才能と努力 2006年5月7日
もう20年も前の話であるが、プロ棋士の水野弘士九段の囲碁教室に通っていたことがある。そこには、現在プロ棋士として活躍している吉田美香八段、小西和子八段、水野広美四段といった人たちが、当時はまだ小学生や中学生として修行していた。
プロとしてやって行くには何が必要か。そこで学んだことはただ一つ、「人間、努力も大切だが、最後は才能がものをいう」ということであった。 プロを目指す多くの人が門をたたき、そしてプロになれずに去っていく。プロになるのは東大にはいるより難しいとも言われ、本気でプロを目指す人は高校にも行かない。そうした厳しい世界にあって、美香さんはその後、あっという間にプロになり、数々のタイトルを取るようになった。

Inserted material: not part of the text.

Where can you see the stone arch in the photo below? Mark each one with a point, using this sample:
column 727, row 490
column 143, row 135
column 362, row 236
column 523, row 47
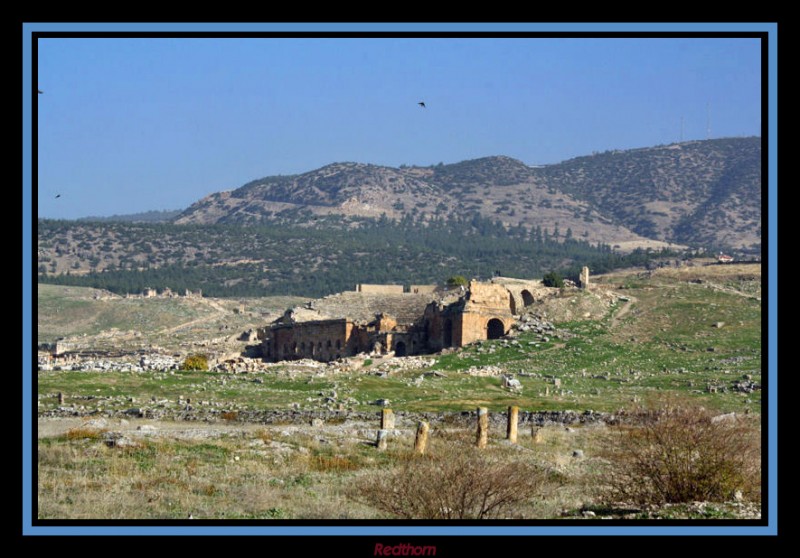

かつて、大学を卒業するときに恩師の平舘道子先生から「人間にはできることとできないことがあります。さて、皆さんにできることは何でしょう」というメッセージをいただいた。
自分が何に向いているか。自分の能力の限界がどこにあるのか。それはとことんやってみて初めて分かることである。やる前から自分で「できない」と線引きすべきではない。 3年生の進路指導をしながら、いつも才能の見極めの難しさと格闘している。